Alain Prost e Ayrton Senna

Hoje marca o que teria sido o aniversário de 60 anos de Ayrton Senna na Fórmula 1, e seu antigo companheiro de equipe McLaren refletiu sobre sua relação com o brasileiro na que ele chama de “uma história magnífica”.

Senna vs Prost tornou-se uma das maiores rivalidades da história da F1 e do esporte após as batalhas entre a dupla no final da década de 80 e início da década de 90. Foi somente nos últimos anos que o francês percebeu o impacto que ele e seu rival trouxeram ao mundo através da quantidade de pessoas que conversaram com ele sobre isso.

“Não há um dia em que alguém que eu conheça não fale de Ayrton e de mim: isso significa que fizemos algo, que alguma coisa ficou”, disse ele ao jornal La Repubblica. “Mas naqueles anos, ao vivo, você não percebia. Não sei como dizê-lo: foi incrível”.

Os dois ganharam juntos sete campeonatos mundiais (Prost: 4, Senna: 3), estando juntos na McLaren nas temporadas de 88 e 89. Mas o ex-piloto de 65 anos acredita que as rivalidades atuais e recentes na F1 não são as mesmas.
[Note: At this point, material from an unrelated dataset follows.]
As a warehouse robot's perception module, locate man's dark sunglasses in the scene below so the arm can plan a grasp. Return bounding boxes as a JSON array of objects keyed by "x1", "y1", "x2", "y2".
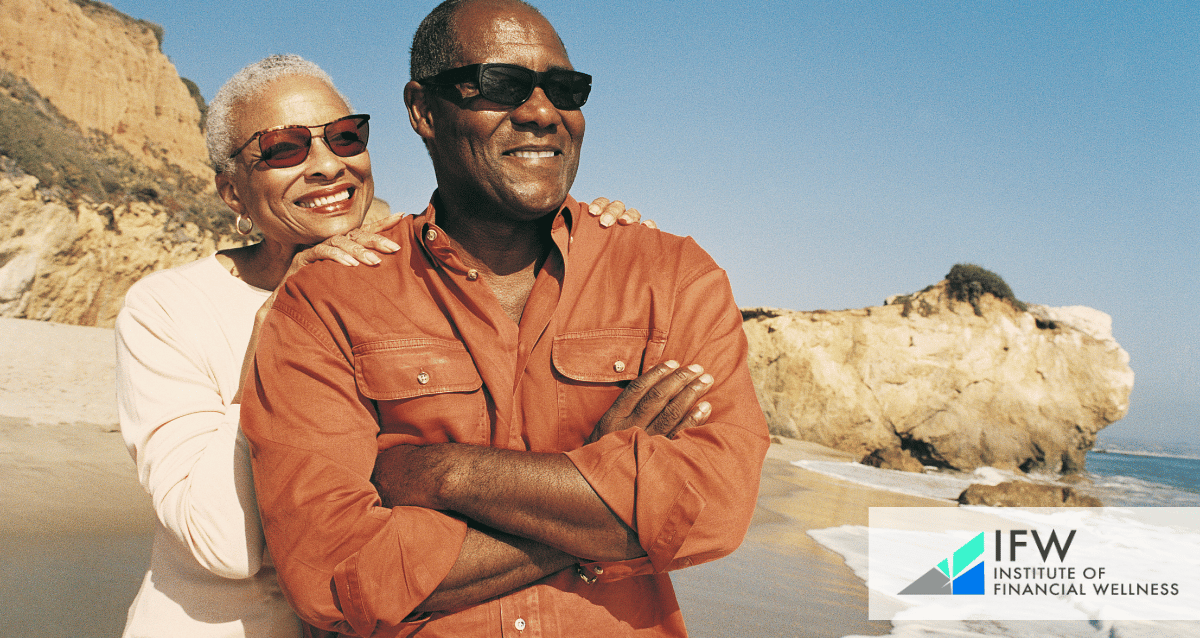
[
  {"x1": 229, "y1": 114, "x2": 371, "y2": 168},
  {"x1": 416, "y1": 64, "x2": 592, "y2": 110}
]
“Não sei se rivalidades como a minha e a de Ayrton são as mesmas: são tempos diferentes, o mundo das corridas de hoje é mais sofisticado, o ambiente mudou e as relações, mesmo com a imprensa, não são mais as mesmas”, explicou. “E finalmente temos que considerar o carisma, os estilos e as características dos pilotos”.
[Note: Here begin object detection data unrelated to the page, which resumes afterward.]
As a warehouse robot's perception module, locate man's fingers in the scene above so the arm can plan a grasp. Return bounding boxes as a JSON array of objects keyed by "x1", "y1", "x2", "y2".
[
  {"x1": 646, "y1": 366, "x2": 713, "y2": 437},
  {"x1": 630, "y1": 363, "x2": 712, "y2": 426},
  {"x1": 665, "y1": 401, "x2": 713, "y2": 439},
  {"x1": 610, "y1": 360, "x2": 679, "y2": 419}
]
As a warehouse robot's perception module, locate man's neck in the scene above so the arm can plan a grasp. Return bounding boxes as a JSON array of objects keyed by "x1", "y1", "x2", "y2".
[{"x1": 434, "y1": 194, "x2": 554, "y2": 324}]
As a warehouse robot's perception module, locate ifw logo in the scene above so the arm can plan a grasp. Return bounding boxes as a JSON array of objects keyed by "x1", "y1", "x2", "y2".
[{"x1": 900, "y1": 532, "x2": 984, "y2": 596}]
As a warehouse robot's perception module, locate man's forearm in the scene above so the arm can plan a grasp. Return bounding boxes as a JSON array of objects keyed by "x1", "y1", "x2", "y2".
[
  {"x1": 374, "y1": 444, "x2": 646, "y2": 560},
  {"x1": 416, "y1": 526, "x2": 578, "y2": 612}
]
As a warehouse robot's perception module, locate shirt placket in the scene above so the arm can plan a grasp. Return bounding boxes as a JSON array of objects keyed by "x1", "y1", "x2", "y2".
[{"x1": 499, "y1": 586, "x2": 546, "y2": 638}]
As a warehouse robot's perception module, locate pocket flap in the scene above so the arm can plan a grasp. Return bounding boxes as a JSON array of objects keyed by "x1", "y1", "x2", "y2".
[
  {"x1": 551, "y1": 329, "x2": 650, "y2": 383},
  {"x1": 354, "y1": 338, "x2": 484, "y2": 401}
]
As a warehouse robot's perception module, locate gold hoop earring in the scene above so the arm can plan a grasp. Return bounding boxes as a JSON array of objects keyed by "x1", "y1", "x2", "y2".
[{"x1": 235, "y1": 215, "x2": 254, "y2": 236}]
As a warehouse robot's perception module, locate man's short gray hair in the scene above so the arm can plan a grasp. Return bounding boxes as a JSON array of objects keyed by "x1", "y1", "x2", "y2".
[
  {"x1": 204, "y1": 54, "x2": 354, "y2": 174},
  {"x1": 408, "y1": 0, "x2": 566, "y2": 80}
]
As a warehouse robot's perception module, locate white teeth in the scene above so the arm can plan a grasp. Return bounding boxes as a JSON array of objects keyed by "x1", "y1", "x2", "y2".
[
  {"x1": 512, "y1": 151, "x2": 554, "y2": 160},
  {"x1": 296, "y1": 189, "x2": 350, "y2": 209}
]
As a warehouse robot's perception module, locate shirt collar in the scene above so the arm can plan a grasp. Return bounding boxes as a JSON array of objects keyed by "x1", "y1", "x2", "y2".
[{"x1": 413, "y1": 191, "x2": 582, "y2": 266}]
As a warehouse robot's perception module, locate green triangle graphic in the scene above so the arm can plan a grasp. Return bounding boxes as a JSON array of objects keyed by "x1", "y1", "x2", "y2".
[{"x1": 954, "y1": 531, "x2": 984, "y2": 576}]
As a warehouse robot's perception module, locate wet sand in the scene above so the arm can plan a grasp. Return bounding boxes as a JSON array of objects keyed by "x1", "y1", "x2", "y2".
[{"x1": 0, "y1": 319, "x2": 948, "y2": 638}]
Dois dos maiores pontos de sua rivalidade foram as batidas disputando títulos em 1989 e 1990, quande ambos causaram uma colisão um com o outro em Suzuka, mas o francês afirma que na época de sua última corrida na F1, em 1993, eles já se haviam perdoado um ao outro.
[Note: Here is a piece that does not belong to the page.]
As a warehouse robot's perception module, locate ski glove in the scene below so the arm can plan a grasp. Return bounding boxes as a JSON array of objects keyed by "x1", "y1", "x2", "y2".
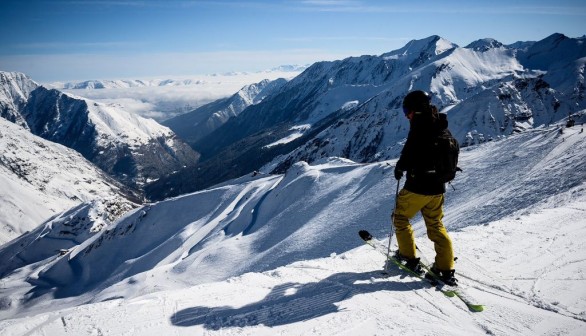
[{"x1": 395, "y1": 167, "x2": 403, "y2": 180}]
“Eu já tinha ganho o Campeonato Mundial (de 1993) e subi ao pódio (em Adelaide), mas Ayrton que havia vencido a corrida pegou meu braço e quis compartilhar o lugar de cima comigo”, lembrou Prost. “Esse momento realmente mudou a nossa relação e hoje posso dizer que a nossa foi uma história magnífica”.

Senna se mudou da McLaren para a Williams para a temporada 1994 e sofreu um começo difícil, abandonando as duas primeiras corridas, mas morreu em um acidente no GP de San Marino. Um acidente que abalou Prost e o mundo da Fórmula 1.

“Nós até nos tornamos amigos”, acrescentou ele. “Ele me contou coisas íntimas sobre a sua vida. Ele já não era o mesmo Ayrton Senna que me desafiava na pista”.

“Lembro-me que ele queria que eu tomasse conta da associação de pilotos: ligava-me várias vezes por semana para me pedir conselhos. Lembro-me também daquela mensagem na rádio em Imola 94, antes de morrer (‘Todos sentimos a tua falta, Alain’)”, prosseguiu o francês.

“Ele foi entrevistado pela TF1, televisão francesa e, sabendo que eu era um comentarista, ele disse essas palavras. Mas eu não estava no estúdio. Só depois da sua morte é que me mostraram isso, e eu tinha lágrimas nos olhos”, comentou.

“Em retrospectiva, eu sabia que algo estava errado. O mundo estava ou com o Senna, ou com o Prost. Mas como é que isso acabou? Que as nossas histórias estavam completamente ligadas. Não só a minha carreira, mas também a minha vida. Eu vivo com esta rivalidade/amizade para sempre”, concluiu o tetracampeão.